GOVERNANCE activist Brebner Changala has called on the new dawn administration to allow the current Constitutional Court Judges to re-apply through a proper vetting system saying they need to be re-examined.

A Copperbelt based woman recently wrote to the Judiciary complaining that a judge of the Constitutional Court had sex with her from when she was 14 years old, and as such, was not fit to be on the bench.

Commenting on the development, Changala said no due diligence or background checks were conducted on the current ConCourt Judges.

“The Judiciary in this country is under siege in that it has no public confidence which is supposed to be the bedrock of their integrity. But most importantly, the Constitutional Court has been a controversy from the day it was set up mainly in the manner the Judges were appointed by the previous regime.
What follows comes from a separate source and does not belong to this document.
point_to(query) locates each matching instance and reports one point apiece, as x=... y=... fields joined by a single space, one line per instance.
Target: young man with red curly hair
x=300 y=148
Many of them were not qualified, many of them did not meet the constitutional requirements for one to be a constitutional Judge and that was highlighted, but it was ignored by both the Executive and the Legislature. The Constitutional Court was created in good faith but constituted the Judges in bad faith. I am not surprised that the issues of what the lady raised would haunt the Constitutional Court because there was no due diligence and background checks as to men and women who are going to hold the offices to interpret the constitution of the land,” Changala said.

He, therefore, called on the new dawn administration to allow the current ConCourt Judges to re-apply through a proper vetting system.

“And as a result on the bench, we have what I may call ‘the rocks’ who went there to serve personal interests and the interests of the appointing authority. Men and Women who went to serve their own interests. You can see that their judgements are always partisan and controversial. What the lady has done is to expose what the people of Zambia had known all along. The ConCourt in its current form is not ideal to continue with the current office bearers. I ask the New Dawn administration to send everybody on the ConCourt on leave. Allow them to re-apply through a proper vetting system which must include the Africa Bar Association, the Commonwealth Bar Association and the Law Association of Zambia, to re-examine the applicants,” Changala said.

“They have fractured many lives and destroyed our constitutional democracy to some larger extent. We don’t need an apprentice to decide the future of the nation or any individual. We need the Constitutional Court but the current office bearers must re-apply and the decisions of the ConCourt must be appealable when people are not happy.”

Changala also accused the Judges of passing controversial rulings.

“It is a danger that we have experienced that the ConCourt is the court of first incidence, it can’t be. And they are not ashamed to pass controversial court rulings which do not make sense. I will give an example of the third term bid. It had the audacity to tell us that whosoever has held office twice is not a stand alone declaration, it must be married by a term. That was to accommodate their godfather. When the lady comes on board, she has just come to confirm the long time view that our colleagues on the bench are tainted,” said Changala.